Additional World premieres include: Mari Gulbiani’s Before Father Gets Back set in a Georgian village, from which many men have left for Syria, two girls escape a shared longing for their fathers through the magic of cinema; Florian Heinzen-Ziob’s German Classclosely follows the lives of children from abroad as they take their first steps in the German school system; Alisa Kovalenko’ Home Games follows 20-year-old Alina as she’s about to join the Ukrainian national team, when her mother suddenly dies leaving two young siblings – now she must choose football or family; Denis Parrot’s Out is the first documentary to address LGBTQ+ coming out stories exclusively through social media footage; Scott Christopherson The Insufferable Groo follows Utah-based filmmaker Stephen Groo, who having directed nearly 200 low-budget movies, seeks Jack Black for his latest human/elf fantasy drama; Ho Chao-ti’s Turning 18 is a story of abandonment, love and courage, asking how can an unloved life find a strength of her own?; Petr Å princl Vienna Calling is a docu-fiction road movie, following a grave robbing artist and his sidekick’s journey to Vienna in a horse drawn caravan of death to return some famous teeth; Tuki Jencquel Está Todo Bien is about an activist who delivers badly needed medicines in Venezuela where salaries peak at 12 dollars a month and 16,000 doctors have left the country.

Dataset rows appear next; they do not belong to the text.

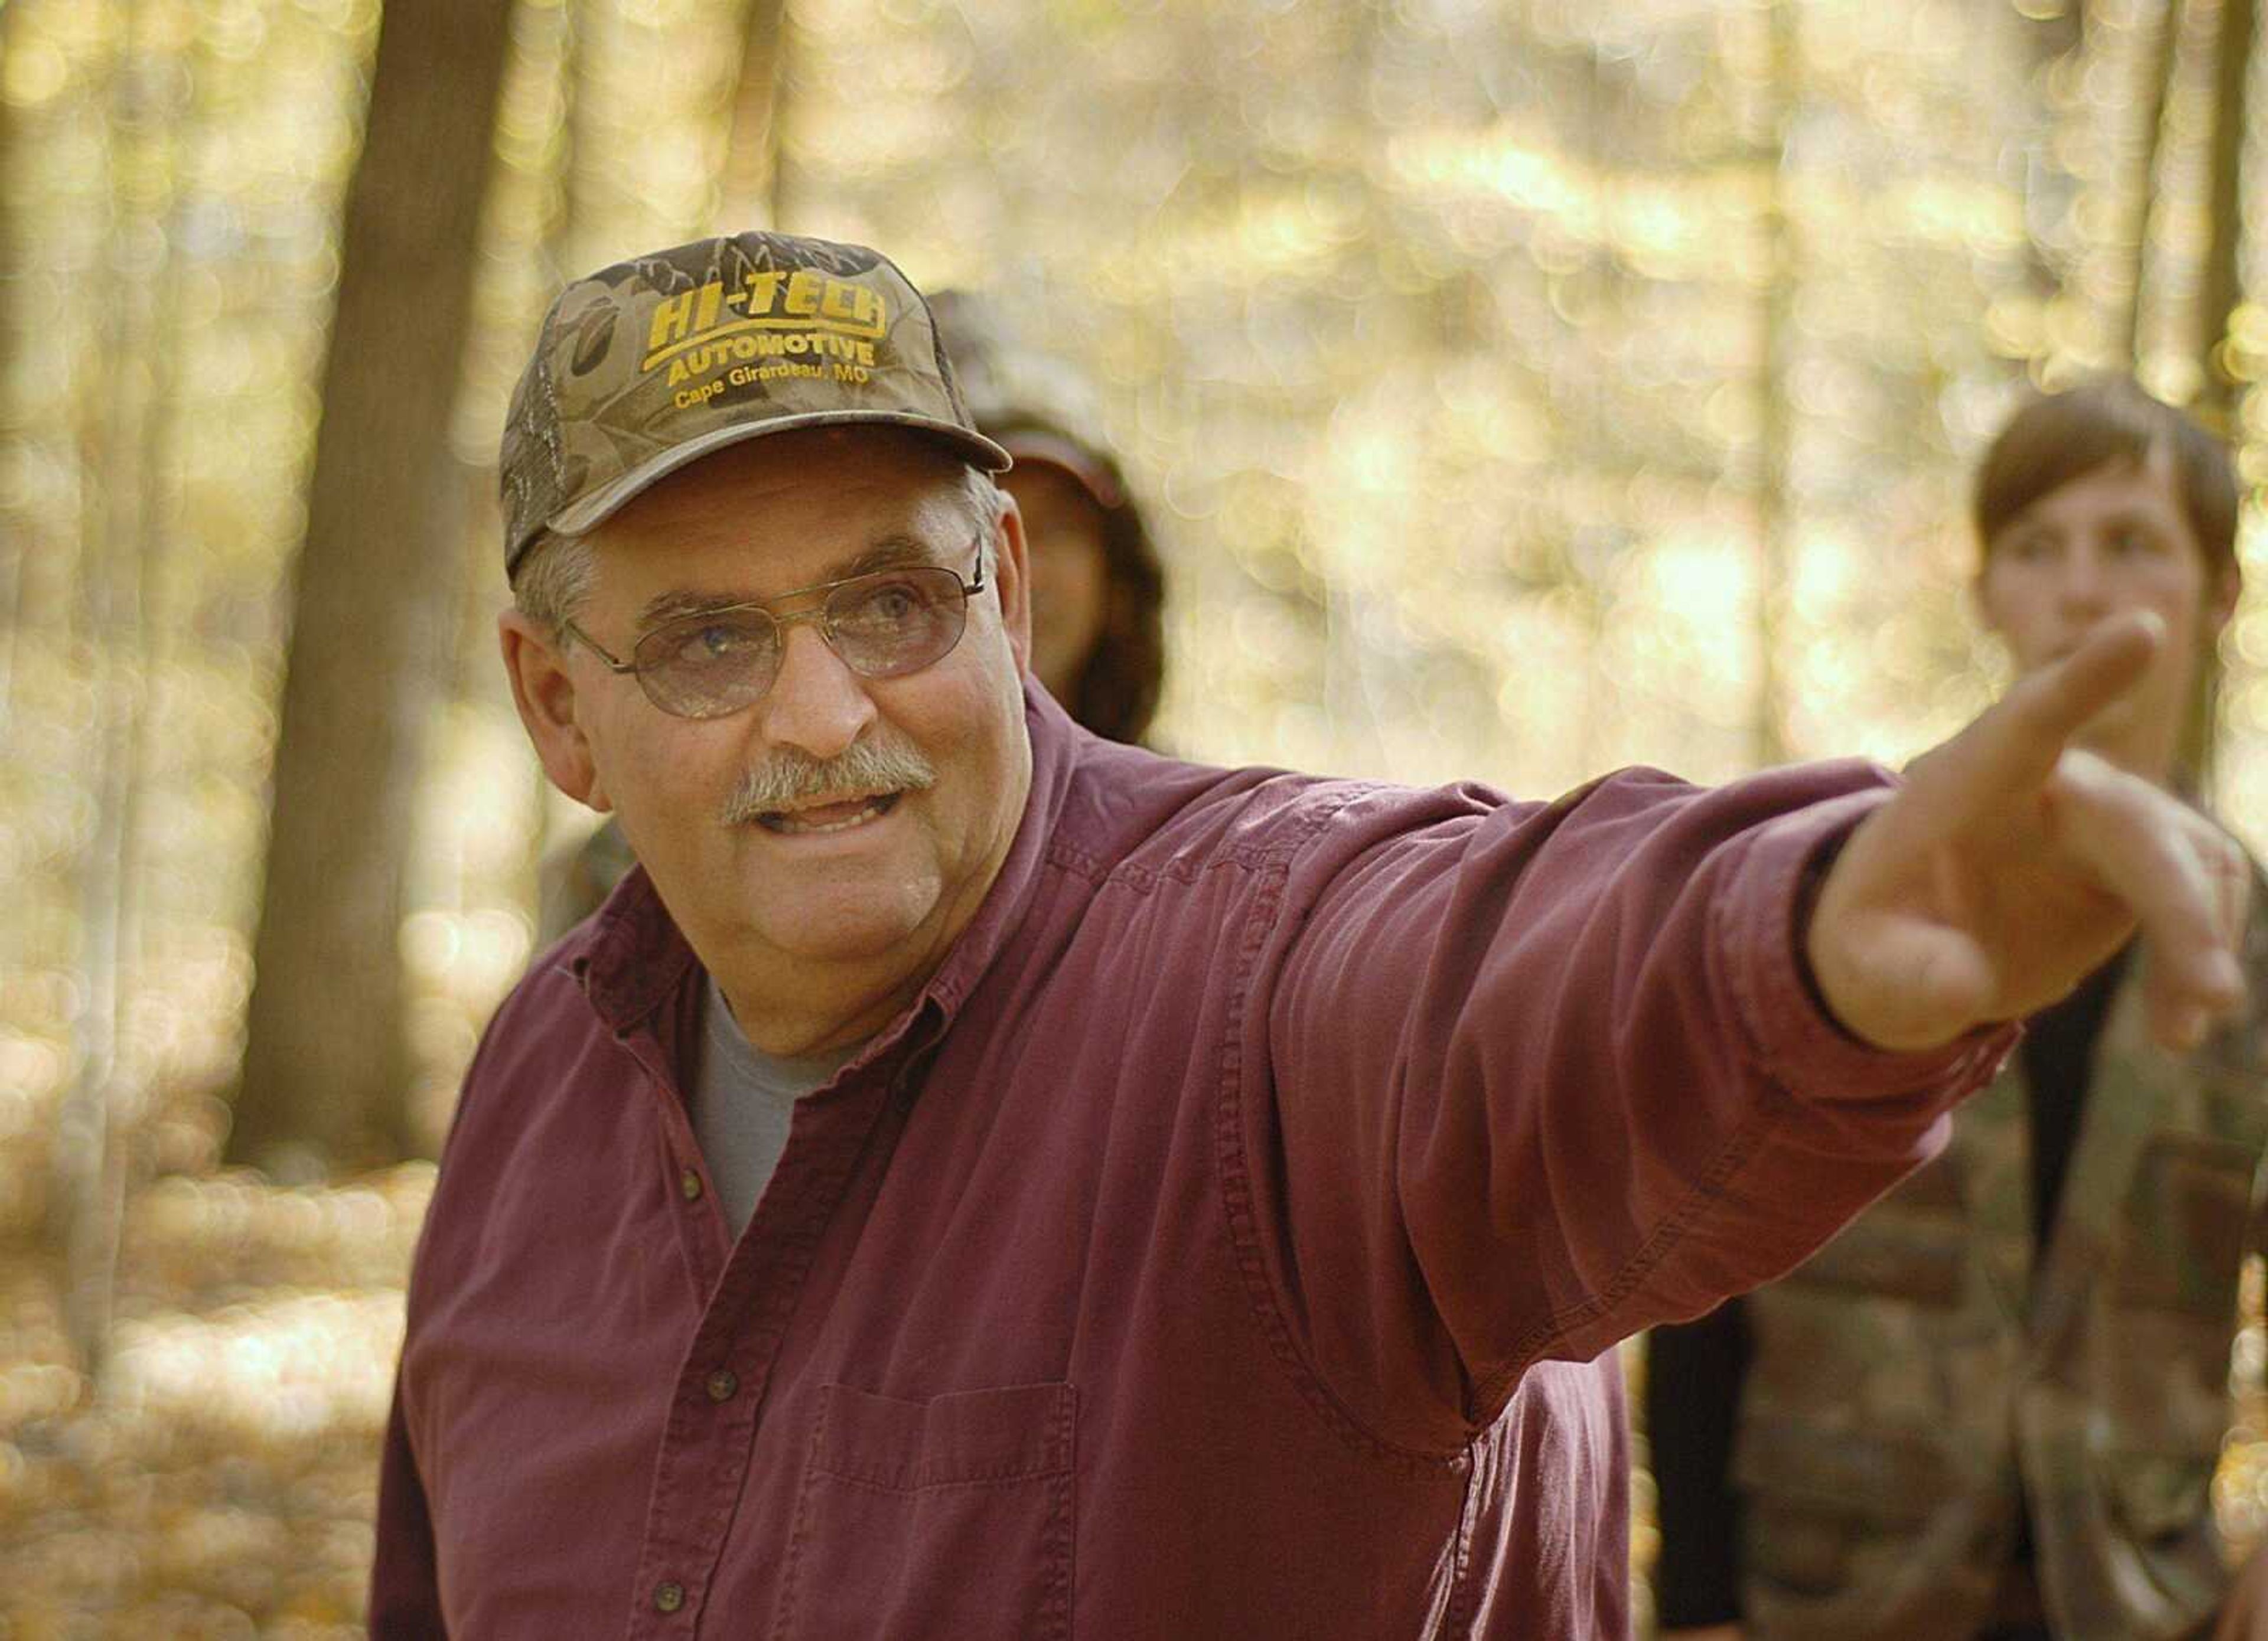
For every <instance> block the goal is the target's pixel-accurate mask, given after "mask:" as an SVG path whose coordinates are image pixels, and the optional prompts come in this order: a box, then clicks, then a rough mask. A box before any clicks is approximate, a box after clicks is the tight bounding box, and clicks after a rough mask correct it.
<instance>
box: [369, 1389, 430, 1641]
mask: <svg viewBox="0 0 2268 1641" xmlns="http://www.w3.org/2000/svg"><path fill="white" fill-rule="evenodd" d="M447 1634H449V1625H447V1621H445V1618H442V1612H440V1578H438V1564H435V1555H433V1521H431V1514H429V1510H426V1496H424V1482H422V1480H420V1476H417V1453H415V1451H413V1448H411V1437H408V1423H406V1419H404V1417H401V1383H399V1376H397V1380H395V1405H392V1412H390V1414H388V1419H386V1455H383V1460H381V1462H379V1548H376V1559H374V1562H372V1568H370V1639H372V1641H431V1639H433V1636H447Z"/></svg>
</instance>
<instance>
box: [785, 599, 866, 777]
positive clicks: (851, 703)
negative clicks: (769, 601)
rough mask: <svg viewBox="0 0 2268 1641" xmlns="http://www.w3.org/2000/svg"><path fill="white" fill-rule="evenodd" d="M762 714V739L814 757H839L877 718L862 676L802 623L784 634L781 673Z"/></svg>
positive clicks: (809, 624)
mask: <svg viewBox="0 0 2268 1641" xmlns="http://www.w3.org/2000/svg"><path fill="white" fill-rule="evenodd" d="M760 712H762V728H764V739H769V741H773V743H776V746H794V748H798V750H803V753H810V755H812V757H837V755H839V753H844V750H846V748H848V746H850V743H853V741H855V739H857V737H860V734H862V732H864V728H866V725H869V723H873V719H875V709H873V698H871V696H869V694H866V680H864V678H860V675H857V673H853V671H850V669H848V666H844V662H841V657H839V655H835V651H830V648H828V641H826V637H821V632H819V628H816V626H812V623H805V621H798V623H796V626H792V628H787V632H785V635H782V644H780V671H778V673H776V675H773V680H771V689H769V691H764V700H762V707H760Z"/></svg>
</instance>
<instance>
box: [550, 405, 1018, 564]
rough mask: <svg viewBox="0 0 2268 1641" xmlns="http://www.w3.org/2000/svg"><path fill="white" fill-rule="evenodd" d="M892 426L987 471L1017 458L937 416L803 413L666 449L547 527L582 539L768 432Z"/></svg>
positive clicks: (572, 508)
mask: <svg viewBox="0 0 2268 1641" xmlns="http://www.w3.org/2000/svg"><path fill="white" fill-rule="evenodd" d="M862 424H864V426H894V428H912V431H914V433H928V435H930V437H934V440H939V442H941V444H948V447H950V449H953V453H955V456H959V458H962V460H966V462H971V465H975V467H982V469H987V471H993V474H1000V471H1007V469H1009V467H1012V465H1014V458H1012V456H1009V453H1007V451H1005V449H1000V447H998V444H993V442H991V440H989V437H984V435H982V433H971V431H968V428H964V426H957V424H953V422H939V419H934V417H919V415H898V413H889V410H805V413H803V415H787V417H771V419H769V422H746V424H739V426H728V428H712V431H710V433H703V435H701V437H696V440H685V442H683V444H671V447H669V449H667V451H658V453H655V456H649V458H646V460H644V462H640V465H637V467H633V469H631V471H626V474H624V476H621V478H615V481H612V483H606V485H599V490H594V492H590V494H587V496H583V499H578V501H576V503H574V505H567V508H560V510H558V512H553V515H551V517H549V519H544V528H547V530H551V533H556V535H583V533H585V530H594V528H596V526H601V524H606V521H608V519H610V517H612V515H615V512H619V510H621V508H624V503H628V501H631V499H633V496H637V494H640V492H644V490H649V487H651V485H655V483H658V481H662V478H669V474H674V471H678V469H680V467H687V465H692V462H699V460H701V458H703V456H710V453H714V451H721V449H723V447H726V444H744V442H748V440H760V437H764V435H769V433H787V431H792V428H839V426H862Z"/></svg>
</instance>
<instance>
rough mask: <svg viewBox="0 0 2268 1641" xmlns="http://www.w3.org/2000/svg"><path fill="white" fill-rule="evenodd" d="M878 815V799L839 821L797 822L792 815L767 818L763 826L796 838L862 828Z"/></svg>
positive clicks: (878, 809)
mask: <svg viewBox="0 0 2268 1641" xmlns="http://www.w3.org/2000/svg"><path fill="white" fill-rule="evenodd" d="M878 814H882V800H880V798H875V800H871V802H869V805H866V807H864V809H860V811H857V814H855V816H846V818H841V821H798V818H796V816H792V814H780V816H767V818H764V825H769V827H771V830H773V832H792V834H798V836H812V834H821V832H848V830H850V827H862V825H866V823H869V821H873V818H875V816H878Z"/></svg>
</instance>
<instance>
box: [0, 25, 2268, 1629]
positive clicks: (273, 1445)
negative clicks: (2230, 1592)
mask: <svg viewBox="0 0 2268 1641" xmlns="http://www.w3.org/2000/svg"><path fill="white" fill-rule="evenodd" d="M2257 34H2259V20H2257V5H2254V0H1898V2H1896V5H1882V2H1880V0H1617V5H1597V2H1594V0H1397V2H1393V5H1383V2H1368V5H1363V2H1356V0H1247V2H1243V5H1229V2H1227V0H1173V2H1170V5H1168V0H1148V2H1136V5H1107V2H1105V0H510V2H506V0H390V2H388V5H383V11H381V5H379V2H376V0H11V2H7V0H0V725H5V728H0V886H5V904H7V916H5V920H0V1636H7V1639H9V1641H16V1639H23V1636H93V1634H132V1636H143V1634H166V1636H247V1634H274V1636H329V1634H354V1632H356V1630H354V1625H356V1618H358V1612H361V1582H363V1575H365V1568H367V1557H370V1514H372V1455H374V1442H376V1430H379V1423H381V1419H383V1408H386V1392H388V1383H390V1376H392V1358H395V1351H397V1346H399V1335H401V1274H404V1267H406V1256H408V1247H411V1240H413V1238H415V1228H417V1219H420V1213H422V1208H424V1201H426V1194H429V1190H431V1181H433V1165H431V1160H426V1158H431V1156H433V1154H435V1149H438V1142H440V1136H442V1133H445V1126H447V1120H449V1108H451V1102H454V1090H456V1081H458V1074H460V1072H463V1068H465V1061H467V1056H469V1052H472V1045H474V1040H476V1034H479V1029H481V1024H483V1020H485V1015H488V1013H490V1009H492V1006H494V1004H497V1000H499V997H501V993H503V990H506V988H508V986H510V981H513V979H515V977H517V975H519V972H522V968H524V966H526V961H528V959H531V954H533V952H531V943H533V900H535V882H538V864H540V861H542V859H544V857H547V854H549V852H553V850H558V848H562V845H567V843H572V841H574V839H576V836H581V832H583V830H587V825H590V821H592V818H590V816H585V814H581V811H576V809H574V807H572V805H565V800H560V798H556V796H553V793H549V791H547V787H544V784H542V780H540V775H538V771H535V764H533V759H531V755H528V750H526V746H524V741H522V732H519V728H517V721H515V716H513V709H510V700H508V696H506V691H503V682H501V671H499V666H497V660H494V639H492V617H494V610H497V607H499V605H501V601H503V596H506V589H503V578H501V571H499V521H497V510H494V447H497V428H499V422H501V413H503V401H506V394H508V390H510V381H513V376H515V372H517V365H519V360H522V358H524V351H526V347H528V340H531V335H533V326H535V322H538V317H540V313H542V308H544V304H547V301H549V297H551V292H553V290H556V288H558V283H560V281H562V279H567V277H572V274H578V272H585V270H590V267H596V265H601V263H608V261H615V258H619V256H626V254H633V252H642V249H651V247H658V245H669V243H678V240H685V238H694V236H699V233H708V231H719V229H723V231H728V229H737V227H762V224H771V227H785V229H792V231H812V233H826V236H832V238H850V240H862V243H871V245H878V247H882V249H887V252H891V254H894V256H896V258H898V261H900V263H903V265H905V267H907V272H909V274H912V277H914V279H916V283H921V286H923V288H941V286H968V288H982V290H991V292H996V295H1000V297H1002V299H1005V301H1007V304H1009V308H1012V311H1014V313H1016V317H1018V322H1021V326H1023V333H1025V338H1027V340H1030V342H1034V345H1041V347H1050V349H1059V351H1064V354H1068V356H1073V358H1077V360H1084V365H1086V367H1091V369H1093V374H1095V376H1098V381H1100V385H1102V399H1105V413H1107V428H1109V433H1111V437H1114V440H1116V444H1118V449H1120V451H1123V453H1125V460H1127V469H1129V474H1132V481H1134V485H1136V490H1139V492H1141V494H1143V496H1148V499H1152V510H1154V519H1157V521H1159V535H1161V544H1163V551H1166V558H1168V573H1170V605H1168V641H1170V678H1168V689H1166V707H1163V716H1161V725H1159V739H1161V741H1163V743H1166V746H1170V748H1173V750H1177V753H1186V755H1193V757H1207V759H1234V762H1277V764H1293V766H1306V768H1325V771H1338V773H1361V775H1381V777H1393V780H1411V782H1431V780H1454V777H1481V780H1490V782H1495V784H1501V787H1508V789H1513V791H1522V793H1554V791H1558V789H1563V787H1567V784H1572V782H1576V780H1581V777H1588V775H1592V773H1599V771H1603V768H1610V766H1617V764H1631V762H1649V764H1665V766H1669V768H1676V771H1678V773H1685V775H1690V777H1696V780H1721V777H1728V775H1737V773H1742V771H1751V768H1758V766H1765V764H1774V762H1783V759H1789V757H1823V755H1842V753H1864V755H1871V757H1880V759H1887V762H1898V759H1903V757H1907V755H1912V753H1914V750H1919V748H1921V746H1926V743H1928V741H1930V739H1935V737H1939V734H1941V732H1946V730H1948V728H1950V725H1955V723H1957V721H1962V719H1964V716H1966V714H1969V712H1973V709H1975V707H1978V705H1980V703H1982V700H1984V698H1987V696H1989V694H1991V691H1994V689H1996V687H1998V685H2000V682H2003V680H2005V669H2003V664H2000V660H1998V657H1996V655H1994V653H1991V651H1989V648H1987V646H1984V644H1982V641H1980V637H1978V630H1975V623H1973V619H1971V614H1969V607H1966V576H1969V571H1971V564H1973V544H1971V542H1969V537H1966V530H1964V526H1962V510H1964V471H1966V465H1969V462H1971V460H1973V456H1975V453H1978V449H1980V442H1982V440H1984V437H1987V433H1989V431H1991V426H1994V424H1996V419H1998V417H2000V415H2003V413H2005V410H2007V406H2009V403H2012V399H2014V394H2016V392H2019V390H2021V388H2023V385H2025V383H2028V381H2034V383H2048V385H2055V383H2064V381H2071V379H2073V376H2077V374H2082V372H2089V369H2102V367H2134V369H2139V374H2141V376H2143V381H2146V383H2150V385H2152V388H2155V390H2157V392H2161V394H2164V397H2170V399H2175V401H2182V403H2189V406H2193V408H2198V413H2200V415H2204V417H2207V419H2211V422H2214V424H2216V426H2220V428H2225V431H2227V433H2229V437H2232V442H2234V444H2236V449H2239V456H2241V469H2243V478H2245V487H2248V508H2245V524H2243V539H2241V551H2243V558H2245V564H2248V569H2250V571H2252V583H2254V589H2252V592H2250V594H2248V598H2245V603H2243V607H2241V610H2239V617H2236V621H2234V623H2232V628H2229V632H2227V639H2225V685H2223V689H2220V694H2218V700H2216V703H2214V725H2211V728H2214V757H2211V782H2209V787H2211V791H2209V796H2211V800H2214V802H2216V805H2218V807H2220V809H2223V814H2227V816H2229V821H2232V823H2234V827H2236V830H2239V832H2241V834H2243V836H2245V839H2248V841H2250V843H2252V845H2254V848H2261V845H2263V843H2268V592H2261V583H2263V576H2261V569H2263V564H2261V558H2263V551H2268V549H2263V542H2261V528H2259V524H2261V521H2259V505H2257V490H2259V485H2261V481H2263V478H2268V399H2263V397H2261V394H2252V392H2248V388H2250V385H2252V383H2254V379H2257V376H2259V374H2261V369H2268V299H2263V279H2268V267H2263V265H2261V254H2263V252H2261V245H2259V233H2261V227H2263V222H2261V209H2263V206H2261V190H2259V186H2257V184H2254V186H2250V188H2248V186H2245V177H2248V175H2250V177H2254V179H2257V177H2261V175H2263V172H2261V170H2259V163H2261V154H2259V152H2257V141H2254V138H2250V136H2248V129H2250V127H2248V118H2245V113H2248V109H2250V107H2254V104H2257V102H2259V97H2261V86H2259V77H2261V70H2259V66H2257V57H2259V54H2257V50H2254V43H2257ZM2257 1287H2259V1283H2257V1276H2254V1281H2252V1283H2250V1294H2252V1296H2250V1308H2252V1315H2254V1317H2257V1312H2259V1296H2257ZM2259 1360H2261V1333H2259V1328H2257V1326H2252V1328H2248V1330H2245V1333H2243V1335H2241V1340H2239V1351H2236V1360H2234V1362H2232V1374H2234V1383H2236V1385H2239V1387H2241V1389H2243V1392H2245V1401H2243V1408H2245V1421H2241V1423H2239V1426H2236V1430H2232V1442H2229V1460H2227V1464H2225V1466H2223V1476H2220V1505H2223V1514H2225V1519H2227V1523H2229V1528H2232V1530H2234V1532H2236V1534H2239V1537H2241V1539H2243V1537H2254V1534H2259V1530H2261V1523H2263V1512H2268V1460H2263V1453H2268V1446H2263V1428H2261V1426H2259V1396H2257V1383H2259ZM1640 1480H1642V1478H1640ZM1637 1507H1640V1532H1637V1537H1635V1544H1637V1562H1640V1564H1644V1557H1647V1532H1644V1487H1642V1485H1640V1498H1637Z"/></svg>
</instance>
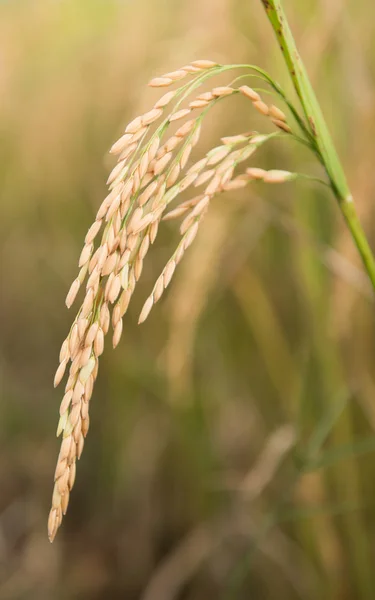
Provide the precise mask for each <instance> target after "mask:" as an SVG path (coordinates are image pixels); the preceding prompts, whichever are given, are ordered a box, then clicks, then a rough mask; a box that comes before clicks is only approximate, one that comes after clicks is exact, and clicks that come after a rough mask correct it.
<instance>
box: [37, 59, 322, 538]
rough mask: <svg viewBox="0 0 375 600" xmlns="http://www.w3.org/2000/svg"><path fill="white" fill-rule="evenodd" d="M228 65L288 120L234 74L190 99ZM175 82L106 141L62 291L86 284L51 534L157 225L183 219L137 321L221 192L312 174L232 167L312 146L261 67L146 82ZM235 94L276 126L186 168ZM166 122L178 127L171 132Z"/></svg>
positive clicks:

New wave of UK filmmakers and extraordinary contemporary UK stories feature in the New/UK strand: Ben Anthony’s Grenfell (World premiere) reflects on the one year anniversary of the tragic events of last summer, featuring accounts from the people whose lives were irrevocably changed by the most devastating tower block fire in British history; Stefan Stuckert’s Against The Tides (World premiere) documents British open water swimmer Beth French’s attempts to be the first person to complete 'Oceans Seven' – swimming seven of the world's most dangerous sea crossings in a single calendar year; James Newton’s Gun No. 6 (World premiere) is the story of Britain’s deadliest illegal gun, used in 11 shootings and three murders – this hi-bred of documentary and drama uncovers the reality of gun crime in Britain; Jenn Nkiru’s Rebirth is Necessary is an explosive and rhythmic synthesis of beautiful archive footage, new visions and rich textures – an ode to the magic of Blackness, and a visceral reinvention of film language; Ayo Akingbade’s Street 66 (UK premiere) documents Londoner Theodora Boatemah who having successfully transformed her neglected Brixton estate is now challenging the threat of gentrification; Roxy Rezvany’s Little Pyongyang (UK premiere) is set in the suburbia of East Malden, home to the largest community of North Koreans outside of Korea.